SBP imposes 100pc cash margin on 114 import items

The State Bank of Pakistan (SBP) has imposed 100 per cent cash margin on another 114 items to curb their imports which have grossly destabilised the exchange rate and widened both trade and current account deficits. The sharp rise in the current account deficit (CAD) and steep fall of the rupee against the US dollar forced the economic managers to bring down the import bill which rose to over $6 billion in August.
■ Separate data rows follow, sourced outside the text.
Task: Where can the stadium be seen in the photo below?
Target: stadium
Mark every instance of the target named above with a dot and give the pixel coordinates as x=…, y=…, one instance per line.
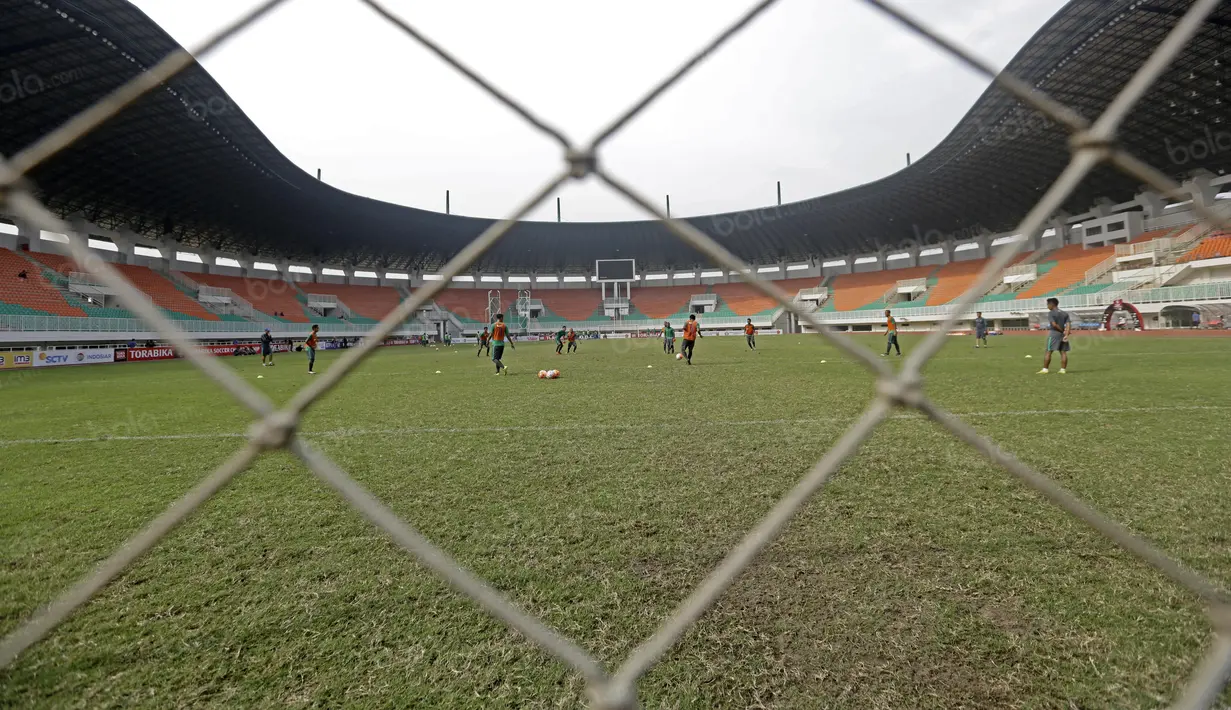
x=185, y=526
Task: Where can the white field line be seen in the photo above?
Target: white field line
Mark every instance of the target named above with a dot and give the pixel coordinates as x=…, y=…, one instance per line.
x=688, y=425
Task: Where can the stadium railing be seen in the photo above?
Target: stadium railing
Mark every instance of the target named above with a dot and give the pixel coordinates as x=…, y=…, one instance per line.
x=1104, y=298
x=64, y=324
x=1091, y=144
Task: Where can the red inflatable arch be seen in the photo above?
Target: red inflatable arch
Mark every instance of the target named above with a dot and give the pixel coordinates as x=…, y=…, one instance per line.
x=1118, y=305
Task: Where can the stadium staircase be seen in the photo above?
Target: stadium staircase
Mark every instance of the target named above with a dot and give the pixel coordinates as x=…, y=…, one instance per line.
x=267, y=295
x=33, y=294
x=870, y=289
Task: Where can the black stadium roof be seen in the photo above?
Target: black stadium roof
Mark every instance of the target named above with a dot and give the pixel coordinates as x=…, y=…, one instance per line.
x=214, y=180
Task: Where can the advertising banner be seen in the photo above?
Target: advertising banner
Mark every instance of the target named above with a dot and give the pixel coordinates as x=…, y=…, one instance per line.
x=73, y=357
x=145, y=353
x=244, y=348
x=16, y=359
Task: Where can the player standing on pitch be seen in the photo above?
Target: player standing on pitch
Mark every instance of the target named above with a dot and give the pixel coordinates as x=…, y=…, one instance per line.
x=266, y=348
x=310, y=347
x=890, y=334
x=1059, y=327
x=669, y=339
x=980, y=330
x=499, y=335
x=692, y=331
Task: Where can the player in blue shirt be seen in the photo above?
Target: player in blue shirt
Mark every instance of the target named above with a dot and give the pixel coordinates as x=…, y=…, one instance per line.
x=1059, y=326
x=980, y=330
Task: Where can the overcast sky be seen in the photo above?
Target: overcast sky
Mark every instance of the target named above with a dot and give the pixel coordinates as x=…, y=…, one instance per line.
x=819, y=94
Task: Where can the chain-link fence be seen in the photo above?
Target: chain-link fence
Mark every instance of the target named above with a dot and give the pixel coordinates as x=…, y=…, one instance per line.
x=1091, y=144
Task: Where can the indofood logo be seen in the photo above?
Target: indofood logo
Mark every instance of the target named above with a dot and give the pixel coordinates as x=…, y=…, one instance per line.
x=17, y=85
x=1200, y=148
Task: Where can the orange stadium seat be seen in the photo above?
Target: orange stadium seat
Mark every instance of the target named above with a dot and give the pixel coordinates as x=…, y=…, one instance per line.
x=33, y=292
x=374, y=302
x=267, y=295
x=746, y=300
x=571, y=303
x=469, y=303
x=1213, y=246
x=954, y=278
x=56, y=262
x=664, y=302
x=1072, y=262
x=854, y=291
x=163, y=292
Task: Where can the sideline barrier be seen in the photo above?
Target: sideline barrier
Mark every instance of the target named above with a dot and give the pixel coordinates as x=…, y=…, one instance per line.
x=16, y=359
x=74, y=357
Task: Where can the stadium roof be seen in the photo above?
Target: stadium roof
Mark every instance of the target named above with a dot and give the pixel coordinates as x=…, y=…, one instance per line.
x=212, y=179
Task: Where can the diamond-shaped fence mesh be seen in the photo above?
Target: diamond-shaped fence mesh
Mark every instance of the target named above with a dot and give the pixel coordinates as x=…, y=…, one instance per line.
x=1091, y=144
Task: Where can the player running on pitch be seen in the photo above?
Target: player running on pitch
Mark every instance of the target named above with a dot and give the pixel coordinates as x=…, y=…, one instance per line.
x=891, y=335
x=499, y=336
x=980, y=330
x=692, y=331
x=669, y=339
x=266, y=348
x=1059, y=327
x=310, y=348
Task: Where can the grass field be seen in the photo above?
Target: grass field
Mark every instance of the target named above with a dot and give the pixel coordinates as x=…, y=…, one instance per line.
x=921, y=576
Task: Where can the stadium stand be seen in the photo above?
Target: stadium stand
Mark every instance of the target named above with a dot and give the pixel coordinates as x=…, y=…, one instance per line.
x=56, y=262
x=571, y=304
x=160, y=289
x=745, y=299
x=368, y=302
x=30, y=295
x=468, y=304
x=1065, y=268
x=267, y=295
x=164, y=293
x=664, y=302
x=1213, y=246
x=954, y=278
x=867, y=289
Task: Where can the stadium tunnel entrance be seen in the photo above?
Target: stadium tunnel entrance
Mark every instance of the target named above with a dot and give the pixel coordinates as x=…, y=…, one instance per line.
x=1122, y=315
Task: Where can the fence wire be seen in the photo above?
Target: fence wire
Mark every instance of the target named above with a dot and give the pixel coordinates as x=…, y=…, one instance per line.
x=1091, y=144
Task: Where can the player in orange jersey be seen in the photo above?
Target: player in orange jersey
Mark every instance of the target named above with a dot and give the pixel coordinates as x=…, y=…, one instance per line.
x=692, y=331
x=500, y=335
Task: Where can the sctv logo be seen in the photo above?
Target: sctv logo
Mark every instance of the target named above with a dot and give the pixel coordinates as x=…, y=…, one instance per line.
x=1200, y=148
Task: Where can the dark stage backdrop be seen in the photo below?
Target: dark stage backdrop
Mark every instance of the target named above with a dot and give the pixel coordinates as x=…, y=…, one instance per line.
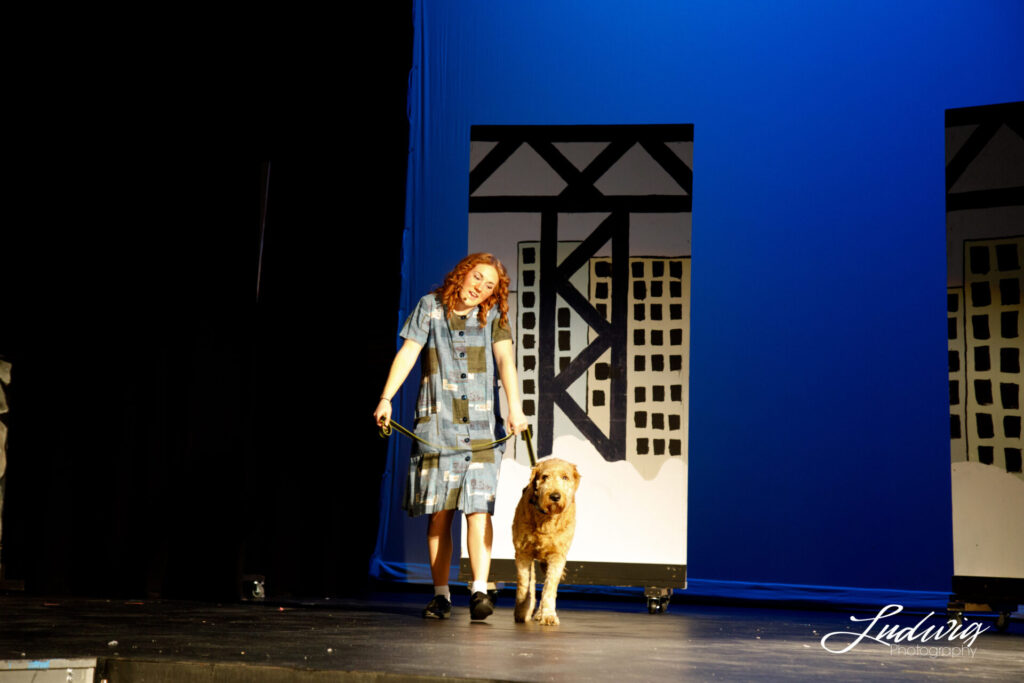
x=168, y=433
x=818, y=373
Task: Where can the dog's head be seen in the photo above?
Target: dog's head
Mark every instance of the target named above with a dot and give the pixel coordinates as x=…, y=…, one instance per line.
x=552, y=485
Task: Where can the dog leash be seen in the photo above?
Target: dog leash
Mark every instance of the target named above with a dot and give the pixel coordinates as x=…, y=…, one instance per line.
x=385, y=430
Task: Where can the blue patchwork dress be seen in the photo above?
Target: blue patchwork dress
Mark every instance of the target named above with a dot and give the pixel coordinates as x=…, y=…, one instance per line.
x=457, y=412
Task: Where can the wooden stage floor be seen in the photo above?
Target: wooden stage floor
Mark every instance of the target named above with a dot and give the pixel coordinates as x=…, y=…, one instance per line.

The SBP said the measure will discourage imports of these items and thus support the balance-of-payments. “It has been decided to impose 100 per cent Cash Margin Requirements (CMR) on import of another 114 items, taking the total number to 525,” said a circular issued by the SBP on 30th September. The government look worried about sharp increase in the CAD that had widened to $1.5bn in August against $838m in July. The rising twin deficits jolted the exchange rate while the local currency lost over 11.5pc against the US dollar since May 7. The day-to-day appreciation of the dollar caused the importers to book more and more for their future payments. The SBP said that 100pc cash margin requirement was initially imposed in 2017 on 404 items to discourage the import of largely non-essential and consumer goods. The list was further expanded in 2018. However, in order to enable businesses to absorb the shocks of Covid pandemic, the SBP provided relief by removing CMR on 116 items. “With economic growth having recovered and gaining momentum, the SBP has decided to adjust its policy by imposing CMR on additional 114 import items. This will complement SBP’s other policy measures to ease the pressure of import bill and help to contain the current account deficit at sustainable levels,” said the SBP.


Chinese company to establish milk farming units in Pakistan

Royal Group of China, a Chinese company is set to establish buffalo milk farming units across Pakistan to produce high quality fresh milk, milk powder, cheese, and other dairy products in the country. Chief Executive Royal Group of China informed Federal Minister for Planning, Development, and Special Initiatives during a meeting held here to discuss the establishment of Buffalo milk farming units in Pakistan. Member Food Security and Climate Change Ministry of Planning and senior officials attended the meeting. Chief Executive Royal group China briefed the Minister about the investment in Pakistan in the Buffalo business. He informed that they will establish 6 labs in different cities of Pakistan for the production of buffalo’s embryos through high quality genetic In Vitro Fertilization (IVF) process. He also informed that this company is going to establish a big buffalo farm that will be FMD free, and from there, they will produce high-quality buffalo milk, then process it into powdered milk and mozzarella cheese. They will also establish Semen Production Unit (SPU) for buffalo where they will care for and manage the Breeding of Bulls.